COMO APRENDER E APERFEIÇOAR A LÍNGUA ESTRANGEIRA? VEJA ALGUNS PASSOS BÁSICOS: 

·       Aprendendo, o máximo possível, o vocabulário. 

·       Aprendendo expressões idiomáticas. 

·       Aprendendo expressões simbólicas. 

·       Imitando a música (o tom) da língua (entonação, variação). 

·       Diferenciando entre vogais sem voz e com voz. 

·       Diferenciando vocais nasais, sílabas acentuadas e não acentuadas. 

·       Aprendendo frases completas. 

·       Aprendendo formas não verbal da comunicação. 

A aprendizagem de uma nova língua não será possível sem esforço, tempo, frustração, lágrimas e situações embaraçosas.

 O mais difícil é aprender a linguagem não verbal de uma cultura. A linguagem não verbal (aperto de mão, olhar, abraço, gestos, sorriso, etc) é muito mais importante do que a língua falada. Às vezes precisamos de anos para descobrir os segredos da língua não verbal de uma cultura. Por isso, o missionário que passa mais tempo numa cultura tem mais possibilidades de serviço e êxito. 

Aprender uma nova língua não é uma atividade acadêmica, mas, antes, um processo social. A interação viva é frutificada por contatos honestos entre pessoas de culturas diferentes. Isto se torna possível quando o missionário vem como servo e parceiro, quando ele convive na nova cultura como pessoa humilde que aceita correção e estímulo. 

Conhecer não só o idioma, mas as peculiaridades da língua do país em que vai trabalhar é condição básica para qualquer missionário. Este preparo demanda tempo e estudo antes da transferência e um bom período de adaptação já no campo. 

O aprendizado implica em conhecer bem as expressões idiomáticas e o sentido das palavras que, às vezes, se modificam de uma região para a outra. Até mesmo dentro da nossa cultura brasileira, há palavras que mudam de significado de um lugar para outro por influência dos regionalismos. Veja o caso da palavra “avexado”. Segundo o Aurélio, é sinônimo de envergonhado. No Nordeste, todavia, tem o sentido de apressado. 

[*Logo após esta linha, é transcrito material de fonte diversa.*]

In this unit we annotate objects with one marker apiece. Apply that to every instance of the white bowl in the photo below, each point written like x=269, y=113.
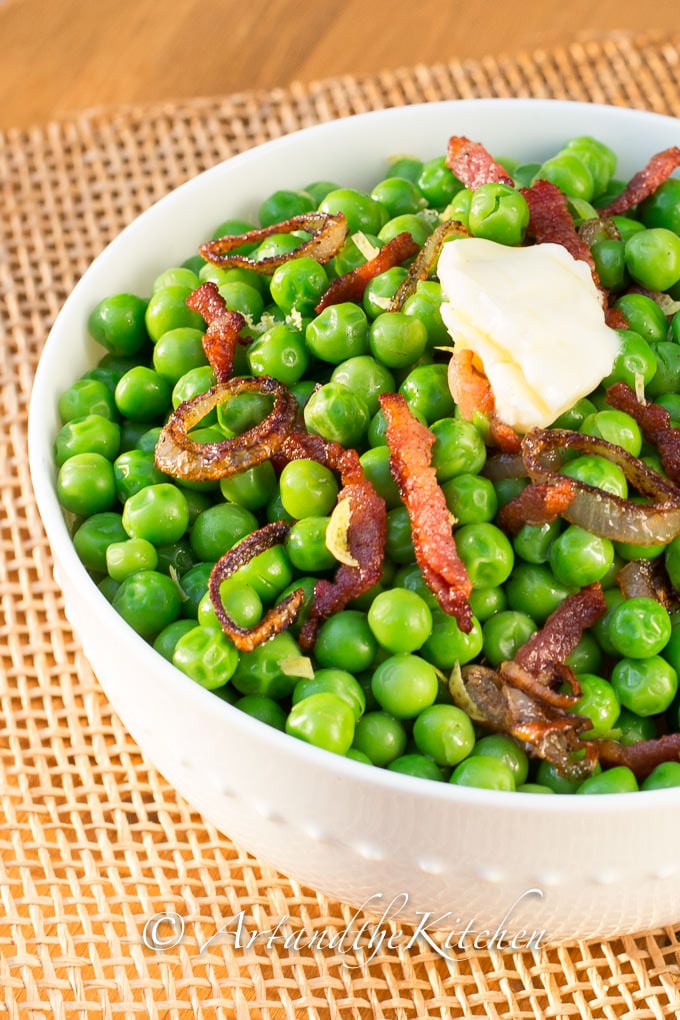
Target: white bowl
x=566, y=866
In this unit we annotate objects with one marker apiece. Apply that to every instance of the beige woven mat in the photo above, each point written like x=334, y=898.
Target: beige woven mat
x=94, y=843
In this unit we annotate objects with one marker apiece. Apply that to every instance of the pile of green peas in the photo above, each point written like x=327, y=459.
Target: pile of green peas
x=375, y=687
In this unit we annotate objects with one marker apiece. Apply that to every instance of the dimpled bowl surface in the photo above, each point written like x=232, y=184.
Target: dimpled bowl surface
x=567, y=866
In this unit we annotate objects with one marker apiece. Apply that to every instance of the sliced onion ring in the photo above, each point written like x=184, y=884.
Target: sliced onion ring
x=599, y=512
x=275, y=619
x=180, y=456
x=328, y=233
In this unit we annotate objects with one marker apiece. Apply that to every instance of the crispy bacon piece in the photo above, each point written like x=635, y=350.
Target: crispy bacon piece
x=351, y=287
x=472, y=392
x=538, y=503
x=410, y=446
x=275, y=619
x=366, y=533
x=562, y=631
x=645, y=182
x=655, y=421
x=509, y=703
x=473, y=164
x=328, y=232
x=642, y=757
x=221, y=337
x=180, y=456
x=550, y=220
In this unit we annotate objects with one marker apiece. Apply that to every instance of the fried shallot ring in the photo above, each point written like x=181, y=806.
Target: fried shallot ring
x=220, y=339
x=328, y=232
x=366, y=531
x=352, y=285
x=473, y=164
x=410, y=446
x=180, y=456
x=276, y=618
x=644, y=183
x=594, y=509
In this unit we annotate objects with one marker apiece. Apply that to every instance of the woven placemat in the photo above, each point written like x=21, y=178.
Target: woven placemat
x=95, y=843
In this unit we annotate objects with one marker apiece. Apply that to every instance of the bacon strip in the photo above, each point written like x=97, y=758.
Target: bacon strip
x=275, y=619
x=473, y=164
x=645, y=182
x=351, y=287
x=410, y=446
x=655, y=421
x=562, y=631
x=221, y=337
x=550, y=220
x=538, y=503
x=366, y=533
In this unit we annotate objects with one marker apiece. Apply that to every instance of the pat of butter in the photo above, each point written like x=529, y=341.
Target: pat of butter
x=534, y=318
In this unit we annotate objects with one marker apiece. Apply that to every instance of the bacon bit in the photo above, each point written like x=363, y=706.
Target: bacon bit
x=351, y=287
x=410, y=446
x=180, y=456
x=275, y=619
x=425, y=262
x=366, y=531
x=507, y=703
x=642, y=757
x=538, y=503
x=472, y=392
x=644, y=183
x=550, y=220
x=221, y=337
x=473, y=164
x=328, y=233
x=562, y=631
x=655, y=421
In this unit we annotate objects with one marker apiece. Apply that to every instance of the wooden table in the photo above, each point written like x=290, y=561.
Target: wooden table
x=62, y=57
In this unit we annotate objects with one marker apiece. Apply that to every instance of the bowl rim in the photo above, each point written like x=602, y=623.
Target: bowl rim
x=42, y=474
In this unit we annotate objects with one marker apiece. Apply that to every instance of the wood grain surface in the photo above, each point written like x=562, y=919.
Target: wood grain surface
x=62, y=57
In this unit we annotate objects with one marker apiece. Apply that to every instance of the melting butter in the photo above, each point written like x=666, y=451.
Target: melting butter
x=534, y=318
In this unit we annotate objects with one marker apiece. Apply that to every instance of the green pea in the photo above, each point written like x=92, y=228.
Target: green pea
x=306, y=546
x=652, y=258
x=346, y=641
x=645, y=686
x=148, y=601
x=614, y=780
x=124, y=558
x=266, y=670
x=598, y=703
x=94, y=537
x=280, y=352
x=499, y=212
x=307, y=489
x=448, y=645
x=445, y=733
x=338, y=414
x=158, y=513
x=504, y=634
x=363, y=212
x=483, y=771
x=486, y=553
x=167, y=309
x=176, y=352
x=86, y=483
x=206, y=655
x=458, y=449
x=117, y=322
x=380, y=736
x=340, y=332
x=86, y=397
x=401, y=621
x=93, y=434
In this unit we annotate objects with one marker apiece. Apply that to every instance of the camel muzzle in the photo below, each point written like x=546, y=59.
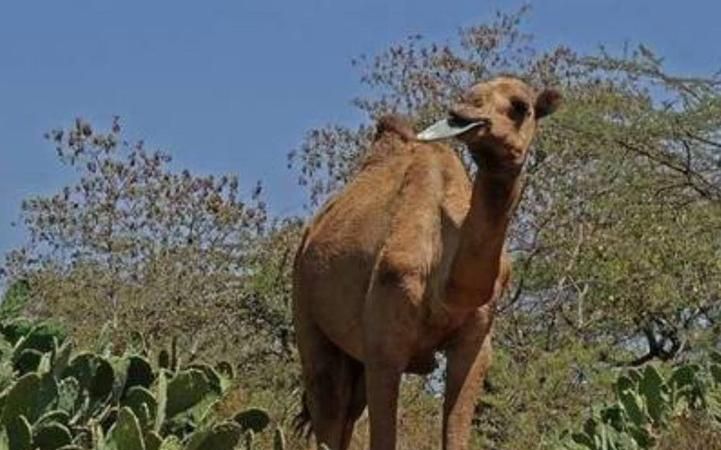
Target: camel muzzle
x=449, y=127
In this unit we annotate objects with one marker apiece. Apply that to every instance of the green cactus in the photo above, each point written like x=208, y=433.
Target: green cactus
x=126, y=433
x=162, y=399
x=171, y=443
x=94, y=373
x=19, y=433
x=140, y=372
x=51, y=436
x=185, y=390
x=30, y=396
x=53, y=416
x=68, y=394
x=224, y=436
x=631, y=402
x=153, y=441
x=225, y=369
x=142, y=402
x=27, y=360
x=214, y=378
x=278, y=439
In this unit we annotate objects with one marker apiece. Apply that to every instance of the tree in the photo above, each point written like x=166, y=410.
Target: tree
x=133, y=242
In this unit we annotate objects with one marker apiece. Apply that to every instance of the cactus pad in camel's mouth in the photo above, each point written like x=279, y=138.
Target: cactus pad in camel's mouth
x=449, y=127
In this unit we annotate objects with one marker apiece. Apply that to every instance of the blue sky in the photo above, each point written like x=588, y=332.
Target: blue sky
x=231, y=86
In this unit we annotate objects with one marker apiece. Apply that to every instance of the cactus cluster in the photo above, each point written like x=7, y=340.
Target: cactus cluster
x=54, y=398
x=647, y=402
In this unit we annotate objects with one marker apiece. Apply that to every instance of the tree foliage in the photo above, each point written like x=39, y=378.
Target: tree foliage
x=134, y=242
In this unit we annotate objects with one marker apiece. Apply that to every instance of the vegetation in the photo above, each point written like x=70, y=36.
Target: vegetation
x=56, y=398
x=616, y=293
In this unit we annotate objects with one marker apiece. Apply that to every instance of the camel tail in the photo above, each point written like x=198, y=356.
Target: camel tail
x=301, y=424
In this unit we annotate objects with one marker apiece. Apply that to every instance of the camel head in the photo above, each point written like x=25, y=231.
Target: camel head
x=496, y=120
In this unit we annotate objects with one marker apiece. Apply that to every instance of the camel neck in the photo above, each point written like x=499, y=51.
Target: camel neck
x=472, y=279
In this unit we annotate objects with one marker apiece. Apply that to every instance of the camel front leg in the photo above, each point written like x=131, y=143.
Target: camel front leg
x=469, y=357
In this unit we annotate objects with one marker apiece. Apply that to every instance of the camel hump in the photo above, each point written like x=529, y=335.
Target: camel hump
x=395, y=124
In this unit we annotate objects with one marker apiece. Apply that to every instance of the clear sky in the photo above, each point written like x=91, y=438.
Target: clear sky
x=231, y=86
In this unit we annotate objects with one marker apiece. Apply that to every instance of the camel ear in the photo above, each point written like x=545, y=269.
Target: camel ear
x=547, y=103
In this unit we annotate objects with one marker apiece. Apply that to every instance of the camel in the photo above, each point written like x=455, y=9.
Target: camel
x=409, y=259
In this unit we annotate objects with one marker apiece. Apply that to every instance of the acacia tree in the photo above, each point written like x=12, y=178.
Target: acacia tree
x=616, y=242
x=135, y=243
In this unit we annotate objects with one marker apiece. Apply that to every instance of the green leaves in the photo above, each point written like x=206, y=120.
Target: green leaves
x=117, y=403
x=646, y=404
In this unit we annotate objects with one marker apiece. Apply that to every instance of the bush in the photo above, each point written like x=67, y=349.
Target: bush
x=56, y=398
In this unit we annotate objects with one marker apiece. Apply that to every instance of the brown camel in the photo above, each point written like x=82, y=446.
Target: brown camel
x=409, y=259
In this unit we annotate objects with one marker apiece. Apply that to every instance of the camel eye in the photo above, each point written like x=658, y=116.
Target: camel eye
x=519, y=109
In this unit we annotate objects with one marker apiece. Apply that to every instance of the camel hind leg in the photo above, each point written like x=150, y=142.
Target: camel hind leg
x=334, y=388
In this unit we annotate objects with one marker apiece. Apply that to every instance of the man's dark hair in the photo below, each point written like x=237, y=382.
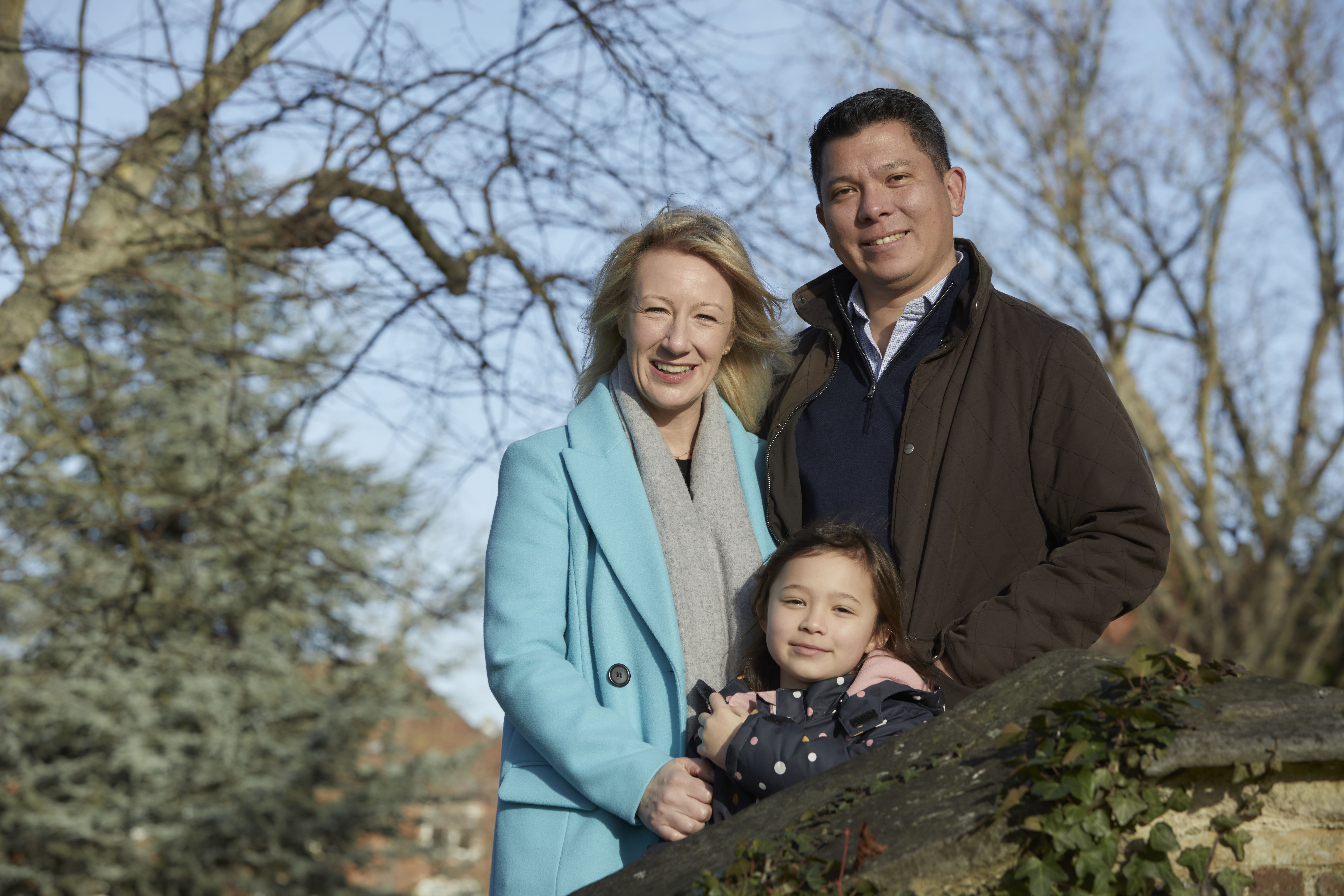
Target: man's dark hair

Na própria Bíblia há exemplo disso. Entre outros casos, a palavra mundo aparece com três significados. Em João 3.16, “mundo” tem o sentido de “humanidade, enquanto em 1João 2.15, aparece com a idéia de “sistema mundano, pecaminoso”, com o qual não devemos manter vínculos. Já em Hebreus 11.3, “mundo” tem a ver com a “criação do Universo” e tem significado completamente distinto dos anteriores. 

Situações como estas ocorrem, às vezes, por força da tradução, pois nem sempre há palavras correspondentes de um idioma para outro e o tradutor precisa valer-se da equivalência dinâmica para expressar a mesma idéia do original. O missionário precisa Ter esse  tipo de conhecimento até para dar contemporaneidade à Palavra de Deus no país em que serve. 

Para aclarar ainda mais o tópico que estamos estudando veja o caso da palavra embaraço. Em português significa “impedimento, obstáculo, dificuldade”. Em castelhano é também sinônimo de “gravidez”. O missionário que estiver em pais de língua hispana e não souber disto poderá cometer uma tremenda gafe, e ficar “embaraçado” (em português, claro) diante das pessoas. 

Quando os missionários descuidam destes aspectos da comunicação, sem dúvida criam mal-entendidos e fazem que a comunicação torne-se ainda mais difícil. Para vencer este problema, necessitamos ver o mundo com a perspectiva dos nativos e procurar entender sua cosmovisão e seus costumes.